Emily Dickinson Lexicon
Definition for FAC'UL-TY
FAC'UL-TY, n. [Fr. faculté; L. facultas, from facio, to make.]
- That power of the mind or intellect which enables it to receive, revive or modify perceptions; as, the faculty of seeing, of hearing, of imagining, of remembering, &c.; or in general, the faculties may be called the powers or capacities of the mind. Faculty is properly a power belonging to a living or animal body.
- The power of doing any thing; ability. There is no faculty or power in creatures, which can rightly perform its functions, without the perpetual aid of the Supreme Being. Hooker.
- The power of performing any action, natural, vital or animal. The vital facutly is that by which life is preserved. Quincy.
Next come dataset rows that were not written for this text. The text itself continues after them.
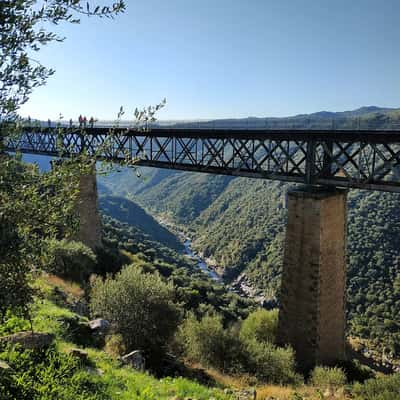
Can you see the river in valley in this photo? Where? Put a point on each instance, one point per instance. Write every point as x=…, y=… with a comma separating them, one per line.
x=189, y=252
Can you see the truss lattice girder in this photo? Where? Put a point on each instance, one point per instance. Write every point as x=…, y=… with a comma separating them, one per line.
x=352, y=159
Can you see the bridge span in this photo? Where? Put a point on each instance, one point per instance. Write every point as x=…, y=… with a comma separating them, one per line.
x=340, y=158
x=326, y=162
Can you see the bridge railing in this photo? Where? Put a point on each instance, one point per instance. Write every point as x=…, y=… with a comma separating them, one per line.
x=363, y=159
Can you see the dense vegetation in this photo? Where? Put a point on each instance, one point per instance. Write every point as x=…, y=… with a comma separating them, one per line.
x=240, y=224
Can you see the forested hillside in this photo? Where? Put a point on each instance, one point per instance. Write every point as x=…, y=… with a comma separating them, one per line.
x=239, y=223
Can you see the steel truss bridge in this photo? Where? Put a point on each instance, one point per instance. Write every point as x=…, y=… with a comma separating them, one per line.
x=361, y=159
- Facility of performance; the peculiar skill derived from practice, or practice aided by nature; habitual skill or ability; dexterity; adroitness; knack. One man has a remarkable faculty of telling a story; another of inventing excuses for misconduct; a third, of reasoning; a fourth, of preaching.
- Personal quality; disposition or habit, good or ill. Shak.
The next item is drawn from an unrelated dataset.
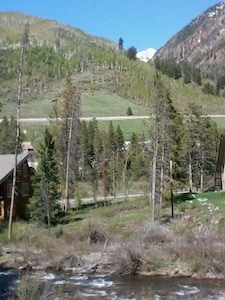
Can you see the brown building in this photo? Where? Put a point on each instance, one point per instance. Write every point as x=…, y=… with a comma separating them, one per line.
x=23, y=190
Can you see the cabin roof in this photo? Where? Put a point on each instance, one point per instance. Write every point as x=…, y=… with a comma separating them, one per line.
x=7, y=163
- Power; authority. This Duncan / Hath borne his faculties so meek. Shak. [Hardly legitimate.]
- Mechanical power; as, the faculty of the wedge. [Not used, nor legitimate.] Wilkins.
- Natural virtue; efficacy; as, the faculty of simples. [Not used, nor legitimate.] Milton.
- Privilege; a right or power granted to a person by favor or indulgence, to do what by law he may not do; as, the faculty of marrying without the bans being first published, or of ordaining a deacon under age. The archbishop of Canterbury has a court of faculties, for granting such privileges or dispensations. Encyc.
- In colleges, the masters and professors of the several sciences. Johnson. One of the members or departments of a university. In most universities there are four faculties; of arts, including humanity and philosophy; of theology; of medicine; and of law. Encyc. In America, the faculty of a college or university consists of the president, professors and tutors. The faculty of advocates, in Scotland, is a respectable body of lawyers who plead in all causes before the courts of session, justiciary and exchequer. Encyc.